Unfortunately Anand's old bugbear, minimalism came to the fore. He had a small advantage and he could well have continued playing for a while. He saw the stable defence for Carlsen and indeed, it's likely that the world champion would have found it. But Anand actually conceded the draw without forcing Carlsen to demonstrate his defensive ability.  As an Indian TV anchor would say Carlsen would never, ever, never have drawn so early from strength.
Depending on how you see it, there is either a great deal to say about this game  or very little. The first 22 moves saw an intense fencing match with a thrust-counterthrust of sharp tactics in a very sharp unbalanced position. There would be alternate variations to calculate on almost every move. The computers would actually have a much better idea of what was going on between move 4-22 than any human being, including the two gents playing this game.
On move 22, black snatched a hot pawn. On the next move,  he realised that the natural moves lost and found what in retrospect, should be considered a star defensive move. Black returns the pawn, smashes his own pawn structure and bails out into an inferior endgame where he can hold.
White has better pieces and a better pawn structure. But black has excellent chances of eliminating all the pawns on the queen side and after that, it is a dead-draw. Indeed that is what happened.
Some interesting positions 

Diagram after 12. cxd5 Nxe5.  If White plays the automatic 13. dxe5 Nxd5 14. Rc1 Nxc3 15. Bxc3 Bxg2 16. Kxg2 Qxd1 17 Rfxd1 Rfd8, we have a symmetrical structure and a likely draw.
So 13. d6!

Diagram after 16. d5.  The Internet was screaming about possible queen sacrifices after 16.-- Rad8. Carlsen took 15 seconds to play 16. -- Na5 and Anand chose a sane line after some thought.

Diagram after 19. -- Qf6
Symmetrical structure. White's better because his pieces are centralised  but it could be a very temporary edge He played 20. Nd5 which is probably the best move.
Now, one weird variation is 20..-Qxb2 21. Re2 Qa3 22. Re3 Qb2 23. Rb1 Qxa2 24. Ra1 Qc4 25. Rxa5 bxa5 26. Ne7+ and white is a lot better.  
Carlsen played the normal 20.--Bxd5 21. Bxd5 Rad8 22. Qf3 and now black could suffer with the normal 22. -- Qxf3 23. Bxf3  Nc4  when white has a permanent edge.
After 22.-- Qxb2!?  Black apparently missed a tactical nuance but this might just be the best move. It starts the task of wiping out the queenside pawns.
After 23. Rad1 black intended to play 23.--Rd6 Diagram

Here White has the lovely 24. Bxf7+! Rxf7 25. Re8+ Kh7 26. Qxf7 Rxd1+ 27. Kg2 "And Black resigns" according to Anand. For lesser mortals  27.--Rd6 (the only way to stop the threat of Qg8+, Re6+) and then 28. Qf5+ Rg6 29. Re6 Qf6 30. Rxf6 will indeed win.  
So, now Magnus found the star move   23. --Qf6!  instead of Rd6 It looks horrible but it seems the only move that holds.The next diagram arises by force.
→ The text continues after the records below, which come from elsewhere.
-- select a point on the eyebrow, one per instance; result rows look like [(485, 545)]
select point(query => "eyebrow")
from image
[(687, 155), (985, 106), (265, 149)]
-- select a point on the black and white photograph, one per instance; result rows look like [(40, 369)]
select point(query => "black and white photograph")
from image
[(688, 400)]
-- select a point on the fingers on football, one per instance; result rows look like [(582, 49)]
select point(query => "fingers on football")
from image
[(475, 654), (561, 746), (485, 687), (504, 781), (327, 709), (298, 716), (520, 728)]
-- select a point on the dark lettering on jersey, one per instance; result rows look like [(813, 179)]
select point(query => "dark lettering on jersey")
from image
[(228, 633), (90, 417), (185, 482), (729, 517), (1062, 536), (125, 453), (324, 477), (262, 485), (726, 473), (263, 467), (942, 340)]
Diagram after 25. -- Kg7 . One suggestion is the waiting 26. Kg2!? looking for 26.-Rd6? 27. Bxf7 Rxd1 28. Bh5+. Of course, black can play  26.--Kg2 a6 but white keeps pressure even if he is a pawn down.

Diagram  after 26.-- Nc4  White can play 27.Ra4 trying to keep pawns on both sides of the board. Probably a draw anyway because black may find counter-chances with Rfe8 -e2 or he might exchange Rxd1 and then try to set up a defence with Rd6 and Nd4. But white didn't even try this!
Carlsen must have been rather relieved.